Here are the first few powers of 2:

2 = 1 * 2

4 = 2 * 2

8 = 4 * 2

16 = 8 * 2

32 = 16 * 2

64 = 32 * 2

128 = 64 * 2

256 = 128 * 2

512 = 256 * 2

1024 = 512 * 2

2048 = 1024 * 2

4096 = 2048 * 2

8192 = 4096 * 2

16384 = 8192 * 2

32768 = 16384 * 2

65536 = 32768 * 2

131072 = 65536 * 2

262144 = 131072 * 2

524288 = 262144 * 2

1048576 = 524288 * 2

2097152 = 1048576 * 2

4194304 = 2097152 * 2

8388608 = 4194304 * 2

16777216 = 8388608 * 2

33554432 = 16777216 * 2

67108864 = 33554432 * 2…

As you can see, it’s a one-way power-trip: the numbers simply get larger. But what happens if you delete the digit 0 whenever it appears in a result? For example, 512 * 2 = 1024, which becomes 124. If you apply this rule, the sequence looks like this:

2 * 2 = 4

4 * 2 = 8

8 * 2 = 16

16 * 2 = 32

32 * 2 = 64

64 * 2 = 128

128 * 2 = 256

256 * 2 = 512

512 * 2 = 1024 → 124

124 * 2 = 248

248 * 2 = 496

496 * 2 = 992

992 * 2 = 1984

1984 * 2 = 3968

3968 * 2 = 7936

7936 * 2 = 15872

15872 * 2 = 31744

31744 * 2 = 63488

63488 * 2 = 126976

126976 * 2 = 253952

253952 * 2 = 507904 → 5794

5794 * 2 = 11588

11588 * 2 = 23176

23176 * 2 = 46352

46352 * 2 = 92704 → 9274…

Is this a power-trip? Not quite: it’s a return trip, because the numbers can never grow beyond a certain size and the sequence falls into a loop. If the result 2n contains a zero, then zerodelete(2n) < n, so the sequence has an upper limit and a number will eventually occur twice. This happens at step 526 with 366784, which matches 366784 at step 490.

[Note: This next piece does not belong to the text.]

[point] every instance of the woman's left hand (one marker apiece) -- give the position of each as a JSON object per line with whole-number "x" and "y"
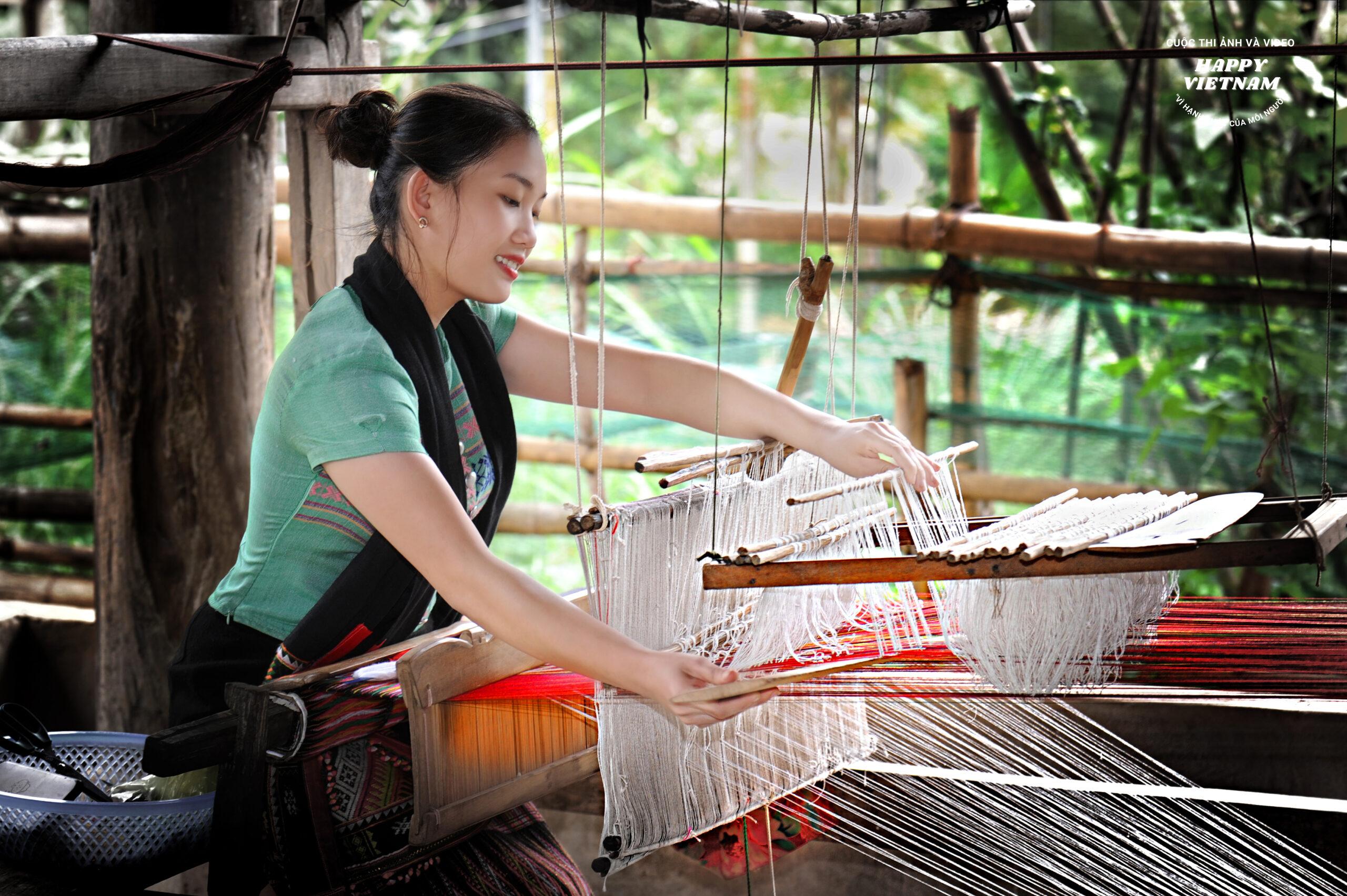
{"x": 856, "y": 449}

The rate at which we delete zeros can obviously be varied. Call it 1:z. The sequence above sets z = 1, so 1:z = 1:1. But what if z = 2, so that 1:z = 1:2? In other words, the procedure deletes every second zero. The first zero occurs when 1024 = 2 * 512, so 1024 is left as it is. The second zero occurs when 2 * 1024 = 2048, so 2048 becomes 248. When z = 2 and every second zero is deleted, the sequence begins like this:

1 * 2 = 2

2 * 2 = 4

4 * 2 = 8

8 * 2 = 16

16 * 2 = 32

32 * 2 = 64

64 * 2 = 128

128 * 2 = 256

256 * 2 = 512

512 * 2 = 1024 → 1024

1024 * 2 = 2__0__48 → 248

248 * 2 = 496

496 * 2 = 992

992 * 2 = 1984

1984 * 2 = 3968

3968 * 2 = 7936

7936 * 2 = 15872

15872 * 2 = 31744

31744 * 2 = 63488

63488 * 2 = 126976

126976 * 2 = 253952

253952 * 2 = 5079__0__4 → 50794

50794 * 2 = 101588 → 101588

101588 * 2 = 2__0__3176 → 23176

23176 * 2 = 46352

46352 * 2 = 92704 → 92704

92704 * 2 = 1854__0__8 → 18548

This sequence also has a ceiling and repeats at step 9134 with 5458864, which matches 5458864 at step 4166. And what about the sequence in which z = 3 and every third zero is deleted? Does this have a ceiling or does the act of multiplying by 2 compensate for the slower removal of zeros?

In fact, it can’t do so. The larger 2n becomes, the more zeros it will tend to contain. If 2n is large enough to contain 3 zeros on average, the deletion of zeros will overpower multiplication by 2 and the sequence will not rise any higher. Therefore the sequence that deletes every third zero will eventually repeat, although I haven’t been able to discover the relevant number.

But this reasoning applies to any rate, 1:z, of zero-deletion. If z = 100 and every hundredth zero is deleted, numbers in the sequence will rise to the point at which 2n contains sufficient zeros on average to counteract multiplication by 2. The sequence will have a ceiling and will eventually repeat. If z = 10^100 or z = 10^(10^100) and every googolth or googolplexth zero is deleted, the same is true. For any rate, 1:z, at which zeros are deleted, the sequence n = zerodelete(2n,z) has an upper limit and will eventually repeat.